On the right and left of the entrance are four large forging shops, each fitted with a number of smith’s hearths furnished with steam blowing apparatus on an entirely new principle, one portion of the forges being utilised for the manufacture of horse shoes.

The firm are the original and only makers of the ‘Best Crown’ brand, a speciality largely supplied to her majesty’s government.

Other brands as shown by the accompanying Trade Marks are widely known and esteemed in the home and foreign markets. Spades and shovels are also one of the special features at these works.

At the further end of the yard are the forging shops in which heavier steam hammers are placed, some weighing nearly four tons. To bear this immense weight and consequent concussion, the floor of these shops has been specially prepared upon a foundation of some eight or ten feet of massive logs of timber, concreted on the top.


Another view of the works.

The engines used in driving the machinery are of exceptional size and power, and are fitted with immense flywheels, one of the engines being served by three enormous boilers, each of 37 feet long.

At the entrance end of the premises are the grinding and polishing shops, similar in arrangement to those already described in the old works (Griffin Works, Horseley Fields). At both establishments extensive space is allotted to the warehousing and packing of the firm’s finished goods, to which our attention is next directed.

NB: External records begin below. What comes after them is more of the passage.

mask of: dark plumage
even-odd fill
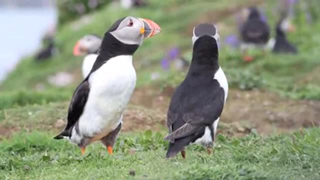
[[[256,8],[250,8],[249,11],[248,20],[240,30],[242,40],[246,44],[265,44],[270,36],[269,26]]]
[[[282,19],[276,28],[276,43],[272,49],[272,52],[274,53],[296,54],[298,52],[296,48],[288,41],[286,32],[283,30],[282,24],[285,20]]]
[[[180,151],[184,156],[184,148],[198,140],[207,148],[214,141],[228,93],[226,79],[218,62],[216,30],[206,24],[194,30],[196,40],[189,71],[172,96],[168,110],[167,158]]]
[[[54,40],[50,39],[48,46],[42,49],[36,55],[36,60],[38,62],[42,61],[51,58],[55,52],[56,48]]]

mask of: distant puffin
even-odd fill
[[[54,139],[68,139],[80,148],[82,154],[87,146],[101,141],[112,153],[136,86],[132,56],[144,38],[160,30],[153,21],[132,16],[114,24],[104,34],[89,74],[74,93],[66,127]]]
[[[56,48],[54,46],[54,42],[52,38],[48,38],[48,46],[41,50],[36,55],[36,60],[37,62],[42,62],[47,60],[51,58],[56,52]]]
[[[172,96],[168,112],[170,141],[166,158],[190,143],[210,148],[228,94],[228,84],[218,62],[219,35],[212,24],[202,24],[194,28],[193,54],[184,80]]]
[[[288,40],[286,35],[286,32],[290,32],[294,30],[294,26],[288,18],[282,18],[276,28],[276,42],[272,49],[273,52],[292,54],[298,52],[296,48]]]
[[[255,7],[249,8],[248,20],[241,26],[240,35],[242,40],[240,48],[244,52],[244,60],[250,62],[253,58],[248,56],[247,50],[252,47],[264,49],[270,36],[270,28]]]
[[[75,56],[86,56],[82,64],[82,75],[85,78],[90,72],[98,56],[102,38],[94,34],[86,35],[76,42],[74,48]]]

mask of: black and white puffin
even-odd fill
[[[240,27],[240,36],[242,41],[240,48],[245,61],[253,60],[252,57],[246,54],[248,48],[256,47],[264,50],[266,48],[270,36],[270,28],[256,8],[249,8],[248,20]]]
[[[66,138],[81,148],[101,141],[109,154],[122,126],[124,110],[136,86],[132,56],[145,38],[160,31],[151,20],[127,16],[106,32],[90,72],[74,91],[68,124],[54,138]]]
[[[47,46],[36,54],[36,61],[40,62],[48,60],[56,52],[56,48],[55,46],[53,38],[48,38],[48,42]]]
[[[78,40],[74,47],[74,56],[86,56],[82,63],[82,75],[85,78],[90,72],[98,56],[102,38],[95,34],[88,34]]]
[[[276,27],[276,40],[272,48],[274,53],[296,54],[298,50],[286,38],[286,32],[294,30],[294,26],[286,18],[282,18]]]
[[[184,147],[200,144],[208,148],[214,140],[228,94],[228,83],[218,62],[219,35],[216,27],[202,24],[194,28],[192,58],[184,80],[172,96],[168,112],[170,140],[166,158]]]

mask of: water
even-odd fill
[[[56,17],[53,8],[0,7],[0,80],[22,56],[40,48],[41,39],[56,24]]]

Literally speaking Messrs. Edwards and Son’s manufactures can claim world-wide utility and favouritism in their many sided application to the arts of cultivation. Railway and road-making, and mining and woodcraft operations, for which they are exclusively designed. Without entering upon a fully detailed description of the numerous range of articles of their production, we may present particulars of the more representative types of edge tools, which offer special features of interest to the trade. In implements of cultivation there are, perhaps most widely known as the inventors and makers of the ‘Royal Express’ hoe, which has almost entirely superseded the old ‘Brazil’ iron hoe, with its shoulders more than half an inch thick, and its blade 11 inches wide.

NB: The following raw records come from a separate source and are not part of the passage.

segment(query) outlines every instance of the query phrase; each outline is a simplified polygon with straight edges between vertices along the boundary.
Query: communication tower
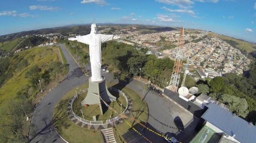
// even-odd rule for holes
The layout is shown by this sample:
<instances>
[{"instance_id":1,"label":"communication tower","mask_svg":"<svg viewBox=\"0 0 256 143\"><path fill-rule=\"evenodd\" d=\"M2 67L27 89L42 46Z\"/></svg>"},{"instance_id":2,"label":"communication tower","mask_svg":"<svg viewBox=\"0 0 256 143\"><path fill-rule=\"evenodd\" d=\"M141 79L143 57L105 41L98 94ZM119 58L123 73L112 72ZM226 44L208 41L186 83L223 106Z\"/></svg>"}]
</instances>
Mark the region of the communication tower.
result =
<instances>
[{"instance_id":1,"label":"communication tower","mask_svg":"<svg viewBox=\"0 0 256 143\"><path fill-rule=\"evenodd\" d=\"M182 67L183 54L180 48L182 48L185 44L183 35L184 27L182 27L180 28L180 36L178 41L178 48L177 48L174 66L173 67L173 70L172 70L172 77L171 78L169 87L169 89L175 93L177 92L180 78L180 77L181 67Z\"/></svg>"}]
</instances>

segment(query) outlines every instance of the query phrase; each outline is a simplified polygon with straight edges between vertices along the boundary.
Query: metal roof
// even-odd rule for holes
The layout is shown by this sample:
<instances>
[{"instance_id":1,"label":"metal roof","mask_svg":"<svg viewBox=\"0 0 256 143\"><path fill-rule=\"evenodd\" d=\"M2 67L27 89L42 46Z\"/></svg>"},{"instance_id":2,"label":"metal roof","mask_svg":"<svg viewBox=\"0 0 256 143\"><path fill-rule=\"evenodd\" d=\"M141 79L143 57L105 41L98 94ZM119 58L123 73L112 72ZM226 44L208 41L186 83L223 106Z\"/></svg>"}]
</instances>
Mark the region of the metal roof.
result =
<instances>
[{"instance_id":1,"label":"metal roof","mask_svg":"<svg viewBox=\"0 0 256 143\"><path fill-rule=\"evenodd\" d=\"M230 136L235 134L241 143L256 142L256 126L218 105L210 102L206 106L209 108L201 118Z\"/></svg>"}]
</instances>

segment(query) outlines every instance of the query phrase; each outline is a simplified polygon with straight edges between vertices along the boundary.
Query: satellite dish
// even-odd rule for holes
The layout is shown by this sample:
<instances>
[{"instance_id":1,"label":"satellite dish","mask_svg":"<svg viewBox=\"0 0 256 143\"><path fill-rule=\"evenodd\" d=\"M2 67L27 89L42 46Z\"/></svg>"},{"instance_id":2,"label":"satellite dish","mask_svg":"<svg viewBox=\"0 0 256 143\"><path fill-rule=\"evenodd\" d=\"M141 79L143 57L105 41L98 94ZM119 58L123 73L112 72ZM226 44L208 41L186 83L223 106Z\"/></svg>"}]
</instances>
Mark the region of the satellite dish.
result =
<instances>
[{"instance_id":1,"label":"satellite dish","mask_svg":"<svg viewBox=\"0 0 256 143\"><path fill-rule=\"evenodd\" d=\"M180 87L178 90L179 95L181 96L186 96L189 94L189 90L184 87Z\"/></svg>"},{"instance_id":2,"label":"satellite dish","mask_svg":"<svg viewBox=\"0 0 256 143\"><path fill-rule=\"evenodd\" d=\"M198 88L197 87L192 87L189 90L189 93L194 95L198 92Z\"/></svg>"}]
</instances>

The rear building that overlooks the canal.

The firm also make an improved type of wrought-iron wheel barrow, with steel bodies constructed in parts, which are put-up in handy form for packing for the export markets, that they may be easily put together again when landed at their destination.

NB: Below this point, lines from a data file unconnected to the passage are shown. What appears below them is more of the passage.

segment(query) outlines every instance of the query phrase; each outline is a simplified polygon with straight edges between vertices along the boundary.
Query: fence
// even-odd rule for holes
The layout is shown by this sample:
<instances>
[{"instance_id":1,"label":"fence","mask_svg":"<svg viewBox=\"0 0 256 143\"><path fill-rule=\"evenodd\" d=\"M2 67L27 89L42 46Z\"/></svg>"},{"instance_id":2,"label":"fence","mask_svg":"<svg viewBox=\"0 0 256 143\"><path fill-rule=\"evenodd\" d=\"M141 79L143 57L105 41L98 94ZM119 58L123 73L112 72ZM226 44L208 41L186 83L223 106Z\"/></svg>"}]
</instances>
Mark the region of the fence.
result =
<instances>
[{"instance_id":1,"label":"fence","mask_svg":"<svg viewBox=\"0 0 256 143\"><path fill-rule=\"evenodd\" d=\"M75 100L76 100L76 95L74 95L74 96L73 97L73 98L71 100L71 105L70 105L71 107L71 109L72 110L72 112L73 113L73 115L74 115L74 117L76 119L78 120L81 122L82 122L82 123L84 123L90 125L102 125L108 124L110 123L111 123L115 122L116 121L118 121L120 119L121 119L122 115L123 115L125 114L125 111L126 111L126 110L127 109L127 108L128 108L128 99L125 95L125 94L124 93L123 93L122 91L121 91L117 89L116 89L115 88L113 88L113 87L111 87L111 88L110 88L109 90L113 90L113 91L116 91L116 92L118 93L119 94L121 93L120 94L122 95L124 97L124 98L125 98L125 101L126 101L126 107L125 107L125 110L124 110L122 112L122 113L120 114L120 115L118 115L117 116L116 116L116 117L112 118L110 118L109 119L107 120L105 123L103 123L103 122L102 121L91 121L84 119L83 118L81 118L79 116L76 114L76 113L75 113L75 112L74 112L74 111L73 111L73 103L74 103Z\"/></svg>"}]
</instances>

Messrs. Edwards & Son have long since met with justly merited recognition at some of the principal industrial exhibitions of the century, their record including the award of a first class certificate and silver medal for their edge tools, spades, shovels, hoes, and horse shoes at Calcutta, 1883-84. Two first class certificates and highest awards at Liverpool International Exhibition, 1886, while their handsome and attractive stand at the more recent Wolverhampton Fine Arts and Industrial Exhibition obtained the highest award in its own particular section.

The side of the works.
The front of the old factory.
Griffin Works were taken over by Edmund Vaughan Stampings, and later called ‘Falcon Works’. The buildings were demolished in the 1990s.

In 1913 New Griffin Works were sold to the Vulcan Manufacturing Company. The original buildings still survive today.